There is an obvious impediment to higher living standards for the majority of Chinese, however.


Yes, some Chinese are getting filthy rich — damn near literally — but many more are still desperately poor by Western standards and appear destined to remain so for the immediate future. That's because China's rise to economic prominence is predicated in no small part upon using the cheap labor its massive population affords to produce goods consumed elsewhere. As such, China's competitive advantage is in many ways threatened if the wages, productivity and standard of living rise.


Politically and economically free economies overcome this problem largely through competition. It is difficult to exploit workers where companies have to vie for their labor, and their standard of living is raised by technological innovation that increases industrial productivity, despite some initial labor-force displacement. Moreover, in free societies, productivity and purchasing power tend to rise together (though not always in perfect concert.)


But crony capitalism, socialism and communism can distort market incentives and stunt the spread of its benefits across the workforce.


If those doing business in China come to see the Chinese people as a vast, untapped market — and many industries, particularly the automotive industry, are doing that — they will have an incentive to see their purchasing power grow. If not, puny wages and sub-standard working conditions will keep most of the populace poor.

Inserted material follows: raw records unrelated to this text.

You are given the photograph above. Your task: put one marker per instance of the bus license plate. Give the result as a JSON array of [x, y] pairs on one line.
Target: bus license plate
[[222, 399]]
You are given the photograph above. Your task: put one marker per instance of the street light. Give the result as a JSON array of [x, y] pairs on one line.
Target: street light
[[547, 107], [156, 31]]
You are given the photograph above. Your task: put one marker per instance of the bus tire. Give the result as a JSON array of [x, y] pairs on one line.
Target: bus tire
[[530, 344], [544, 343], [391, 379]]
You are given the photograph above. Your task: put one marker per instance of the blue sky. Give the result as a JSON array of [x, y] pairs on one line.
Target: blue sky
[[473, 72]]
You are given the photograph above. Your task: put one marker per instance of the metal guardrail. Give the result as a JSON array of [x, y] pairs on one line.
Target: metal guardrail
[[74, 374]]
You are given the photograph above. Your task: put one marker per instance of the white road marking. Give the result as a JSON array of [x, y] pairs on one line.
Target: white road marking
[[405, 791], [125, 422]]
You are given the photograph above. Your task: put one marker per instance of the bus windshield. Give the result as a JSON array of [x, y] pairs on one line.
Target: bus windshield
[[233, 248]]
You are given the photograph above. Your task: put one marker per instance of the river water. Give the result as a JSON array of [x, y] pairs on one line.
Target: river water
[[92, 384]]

How long Chinese workers would stand for this remains to be seen. The average citizen has no real ability to change the system from within. The government is simply the tool of the Communist Party, which is a pretty clubby bunch that indoctrinates all but doesn’t admit everybody.

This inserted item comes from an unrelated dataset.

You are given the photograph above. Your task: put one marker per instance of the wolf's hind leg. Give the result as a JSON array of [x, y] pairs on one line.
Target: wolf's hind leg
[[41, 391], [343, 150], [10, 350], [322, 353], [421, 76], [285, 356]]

So long as there is enough bucolic countryside to satisfy the thin slice of party members and the beneficiaries of their dalliance with capitalism, the only immediate pressure to clean things up will come from other nations. But the international community has been too busy bestowing most-favored-nation status, selling its debt to China and inviting it to sit on security councils and scold their long-standing members.


That means the rank and file might be left to their own devices if the party and its government don’t clean up their acts of their own accord. If it comes to that, my money — sad to say — is on officialdom, which has been amazingly efficient and definitive in its efforts to quash challenges.
 

If you doubt that, stand at the spot in Tiananmen Square where tanks crushed student protesters, and take a deep breath.​

Even in the countryside, near the segment of the Great Wall we visited, it was hard to find fresh air in China.